Православный храм по своей семантической структуре занимает, как уже говорилось, промежуточное место. Это, однако, не синтез, а диффузная паллиация. Вертикаль, связывающая Творца и творение направлена сверху вниз, т.е. от Бога к человеку. Божья благодать изливается в мир по принципу эманации – архитектурно это выражено куполом на светоностном барабане (универсальный тип, восходящий от Софийского собора в Константинополе) Отдельного человека она когда осеняет – а когда и нет. В подкупольном пространстве у него нет законного места. Где бы он не стоял, он везде оказывается на срединных точках неких динамических векторов, его позиция в любом случае «страдательная». Он ощущает себя не субъектом, но скорее объектом. А священный трепет всегда в той или иной степени «сдобрен» чувством вины. Только будучи причастным группе отдельный человек себя чувствует несколько более укоренённым в пространстве. Проницаемость семантических границ и, соответственно, разработка пограничных зон – паллиативная, а главное, эта семантика монологическая, а не диалогическая. Так и вся сакральная семантика православия под стать божественной эманации – однонаправленная, исключающая встречную активность субъекта. Это, с одной стороны, парализует человеческую самость, не позволяет индивидууму до конца вычлениться из синкретического соборного тела – с другой же, полностью его не отпускает из мира имманентного. С такой моделью мира - ментальности не может не быть присуща болезненная разорванность, а физическому и социальному бытию – мучительная неустроенность и безысходность. Мир не настолько трансцендентен, чтобы его принять, и не настолько имманентен, чтобы его обустраивать. Неудивительно, что такого рода непродуктивно-срединное, межеумочное положение православной культурной системы имело последствия поистине трагические.

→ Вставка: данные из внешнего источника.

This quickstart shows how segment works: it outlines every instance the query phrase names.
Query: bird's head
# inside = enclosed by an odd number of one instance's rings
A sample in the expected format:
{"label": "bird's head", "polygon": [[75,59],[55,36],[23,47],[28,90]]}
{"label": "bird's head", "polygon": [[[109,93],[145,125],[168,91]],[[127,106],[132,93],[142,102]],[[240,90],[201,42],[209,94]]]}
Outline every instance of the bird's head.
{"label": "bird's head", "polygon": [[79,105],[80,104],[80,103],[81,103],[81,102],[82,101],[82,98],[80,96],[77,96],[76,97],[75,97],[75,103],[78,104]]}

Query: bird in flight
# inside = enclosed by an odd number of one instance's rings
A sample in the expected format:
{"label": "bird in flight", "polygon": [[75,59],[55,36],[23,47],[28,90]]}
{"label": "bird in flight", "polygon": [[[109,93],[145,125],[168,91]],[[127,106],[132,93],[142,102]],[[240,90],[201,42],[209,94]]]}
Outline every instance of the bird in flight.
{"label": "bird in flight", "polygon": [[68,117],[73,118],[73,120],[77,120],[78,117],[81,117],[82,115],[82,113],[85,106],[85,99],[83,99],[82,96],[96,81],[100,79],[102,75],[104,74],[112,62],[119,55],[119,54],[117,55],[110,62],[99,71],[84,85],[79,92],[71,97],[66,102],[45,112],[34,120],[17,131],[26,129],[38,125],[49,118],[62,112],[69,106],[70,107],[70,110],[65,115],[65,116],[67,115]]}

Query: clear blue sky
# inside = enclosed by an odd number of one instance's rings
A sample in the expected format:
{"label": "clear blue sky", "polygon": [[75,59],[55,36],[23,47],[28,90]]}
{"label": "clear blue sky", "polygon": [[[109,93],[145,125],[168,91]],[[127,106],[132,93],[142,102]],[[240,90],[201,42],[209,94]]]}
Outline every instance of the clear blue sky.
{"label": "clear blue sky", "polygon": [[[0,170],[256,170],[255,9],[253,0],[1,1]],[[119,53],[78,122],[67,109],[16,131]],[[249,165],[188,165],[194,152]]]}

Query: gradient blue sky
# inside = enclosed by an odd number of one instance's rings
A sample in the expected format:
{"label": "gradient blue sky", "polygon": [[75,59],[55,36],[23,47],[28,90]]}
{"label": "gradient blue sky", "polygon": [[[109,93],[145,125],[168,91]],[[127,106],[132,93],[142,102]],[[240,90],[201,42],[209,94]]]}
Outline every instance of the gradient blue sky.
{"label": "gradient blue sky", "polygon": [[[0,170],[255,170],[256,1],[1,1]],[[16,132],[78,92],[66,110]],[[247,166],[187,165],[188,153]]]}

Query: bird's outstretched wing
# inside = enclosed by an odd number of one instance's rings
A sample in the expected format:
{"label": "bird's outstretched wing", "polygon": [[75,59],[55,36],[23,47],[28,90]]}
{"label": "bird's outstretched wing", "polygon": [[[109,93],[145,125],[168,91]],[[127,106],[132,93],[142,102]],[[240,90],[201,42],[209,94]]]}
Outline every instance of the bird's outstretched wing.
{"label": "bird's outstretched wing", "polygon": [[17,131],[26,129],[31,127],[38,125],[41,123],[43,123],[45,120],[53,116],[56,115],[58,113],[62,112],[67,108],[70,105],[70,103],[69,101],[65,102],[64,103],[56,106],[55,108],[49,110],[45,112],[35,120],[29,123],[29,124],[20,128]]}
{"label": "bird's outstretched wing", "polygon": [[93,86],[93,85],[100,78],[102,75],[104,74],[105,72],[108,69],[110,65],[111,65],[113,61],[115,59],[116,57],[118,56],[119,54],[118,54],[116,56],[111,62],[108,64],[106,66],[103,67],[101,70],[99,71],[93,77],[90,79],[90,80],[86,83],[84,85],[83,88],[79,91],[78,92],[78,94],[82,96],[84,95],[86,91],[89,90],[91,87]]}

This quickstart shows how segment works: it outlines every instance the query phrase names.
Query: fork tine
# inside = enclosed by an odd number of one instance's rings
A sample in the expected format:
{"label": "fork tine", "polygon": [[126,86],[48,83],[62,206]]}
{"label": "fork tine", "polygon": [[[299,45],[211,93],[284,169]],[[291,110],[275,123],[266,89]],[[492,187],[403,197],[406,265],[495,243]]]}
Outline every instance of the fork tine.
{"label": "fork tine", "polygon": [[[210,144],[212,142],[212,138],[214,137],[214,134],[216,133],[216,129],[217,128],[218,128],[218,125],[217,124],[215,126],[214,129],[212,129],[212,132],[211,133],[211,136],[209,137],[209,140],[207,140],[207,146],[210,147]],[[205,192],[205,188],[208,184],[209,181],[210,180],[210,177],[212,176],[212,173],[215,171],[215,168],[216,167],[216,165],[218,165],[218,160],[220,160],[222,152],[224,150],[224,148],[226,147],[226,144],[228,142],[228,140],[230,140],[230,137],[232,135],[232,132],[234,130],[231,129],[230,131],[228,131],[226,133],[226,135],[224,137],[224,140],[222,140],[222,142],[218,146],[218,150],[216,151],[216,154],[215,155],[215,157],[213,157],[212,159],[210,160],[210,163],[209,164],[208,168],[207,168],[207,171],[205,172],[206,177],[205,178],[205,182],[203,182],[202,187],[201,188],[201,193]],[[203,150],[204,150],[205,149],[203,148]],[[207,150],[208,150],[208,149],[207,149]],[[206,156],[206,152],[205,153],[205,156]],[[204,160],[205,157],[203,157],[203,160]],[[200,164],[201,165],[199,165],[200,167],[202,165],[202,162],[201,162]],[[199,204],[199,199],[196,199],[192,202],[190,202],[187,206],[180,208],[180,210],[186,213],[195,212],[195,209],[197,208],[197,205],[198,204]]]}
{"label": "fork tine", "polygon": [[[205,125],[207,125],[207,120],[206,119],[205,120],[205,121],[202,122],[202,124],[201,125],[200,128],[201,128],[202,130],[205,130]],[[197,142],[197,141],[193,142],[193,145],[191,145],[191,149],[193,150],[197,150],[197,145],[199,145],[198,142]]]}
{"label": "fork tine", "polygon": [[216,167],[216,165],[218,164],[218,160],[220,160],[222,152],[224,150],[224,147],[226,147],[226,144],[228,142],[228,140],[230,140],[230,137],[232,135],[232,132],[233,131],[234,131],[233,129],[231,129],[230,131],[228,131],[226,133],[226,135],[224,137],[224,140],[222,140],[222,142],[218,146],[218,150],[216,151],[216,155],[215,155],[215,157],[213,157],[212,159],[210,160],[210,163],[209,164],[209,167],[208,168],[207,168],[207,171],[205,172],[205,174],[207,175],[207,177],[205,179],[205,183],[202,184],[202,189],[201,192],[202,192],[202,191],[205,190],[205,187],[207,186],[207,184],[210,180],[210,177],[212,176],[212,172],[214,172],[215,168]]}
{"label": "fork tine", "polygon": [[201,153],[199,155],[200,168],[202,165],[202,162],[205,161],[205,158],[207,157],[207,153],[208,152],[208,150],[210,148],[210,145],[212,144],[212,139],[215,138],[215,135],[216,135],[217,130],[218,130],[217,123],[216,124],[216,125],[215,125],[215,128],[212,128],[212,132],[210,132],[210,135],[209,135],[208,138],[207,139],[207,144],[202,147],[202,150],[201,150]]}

Выходя из средневекового монотеизма вместе с европейцами и мусульманами, в качестве доминирующей россияне унаследовали биполярную (паллиатскую) модель мира, где пессимистическому полюсу мироотречения противостоит оптимистический полюс эсхатологии. В Европе Ренессанс и Реформация реабилитировали тварный мир и человека, покончив с парадигмой мироотречения. Затем, по мере становления новоевропейского анропоцентризма, угасла и эсхатология, оставив за собой скромную, почти ничего не значащую в общекультурном контексте сферу формальной религиозности. Европейское общество, таким образом, радикально трансформировалось. В Исламе сохранилась прежняя диспозиция. Оба полюса остались на своих местах. Традиционный, не приемлющий модернизации мусульманин твёрдо знает, как устроен мир, какое место ему в нём отведено, как ему жить и во имя чего умирать. В России же, где под вуалью монотеизма с особой отчётливостью проступают дуалистические, манихейские (в широком смысле) основания, реализовался худший из возможных вариантов. Эсхатология с падением коммунистической идеологии умерла окончательно, а мироотречение осталось. Глубоко въевшееся в ментальность, оно лишает российского человека воли к совершенствованию социального порядка и вообще мотивации существования. Мир ужасен и неисправим. Скачка в Небесный Иерусалим или в пресловутое «светлое будущее» не предвидится, а действительность безысходна. На российских просторах поэтому властвует энтропия, а жизнь бессмысленна и беспросветна.